Comment 21 for bug 557429

Revision history for this message
Phillip Susi (psusi) wrote : Re: [Bug 557429] Re: booting out of sync RAID1 array comes up as already in sync (data-corruption)

On 4/14/2010 9:19 AM, ceg wrote:
> But more generally: By forcing to manually re-add removed disks, while
> mdadm is not refusing to sync conflicting parts of an array, we only
> make re-adding the data-loss inducing action. Manually re-adding and
> syncing *might* (I am not so sure) assemble/resync a consistent array,
> but will lead to discard one part of the conflicting changes in the
> array (data-loss).

Correct, if both disks have been changed then you can not combine them
without discarding one change or the other. The admin would have to
decide if there were important changes on the other disk and recover
them before adding it back to the array.

> To prevent data-corruption, I think mdadm is required to detect
> conflicting changes. No matter if disks re-added automatically (like
> in having a auto synced back-up in the docking station/external disk)
> or re-added manually.

Why do you think that, and what exactly would that entail?
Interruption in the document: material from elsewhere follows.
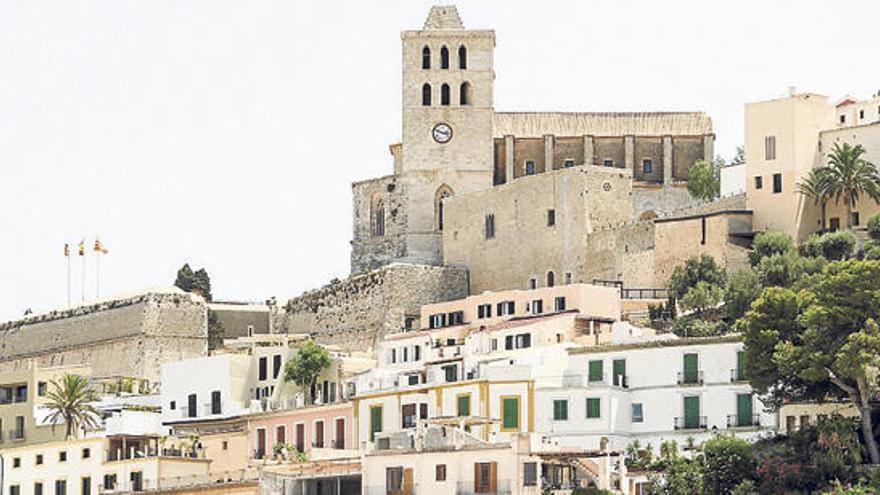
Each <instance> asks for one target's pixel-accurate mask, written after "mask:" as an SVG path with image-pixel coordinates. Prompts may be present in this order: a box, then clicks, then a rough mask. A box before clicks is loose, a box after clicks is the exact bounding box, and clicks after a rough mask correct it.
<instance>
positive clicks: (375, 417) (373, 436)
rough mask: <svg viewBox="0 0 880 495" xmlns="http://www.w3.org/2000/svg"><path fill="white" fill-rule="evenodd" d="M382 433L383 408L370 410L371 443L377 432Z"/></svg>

As long as the admin manually inserts the disk back into the array, he
KNOWS that any changes specific to that disk will be destroyed, so I
don't see a problem.

> Expected results: At this point it should boot degraded with
> /proc/mdstat showing it is syncing (recovering). This is how it works
> with ext4. Note that in the past one would have to 'sudo mdadm -a
> /dev/md0 /dev/MISSING-DEVICE' before syncing would occur. This no
> longer seems to be required.

This is not correct. You seem to be agreeing with me that automatically
adding the disk back and resyncing causes data loss, thus this should be
avoided. Instead you should have to manually add the disk back. You
say this is how it used to work? When? It doesn't seem to work that
way on Karmic. If it used to work that way, then the fact that it no
longer does is the regression that needs fixed.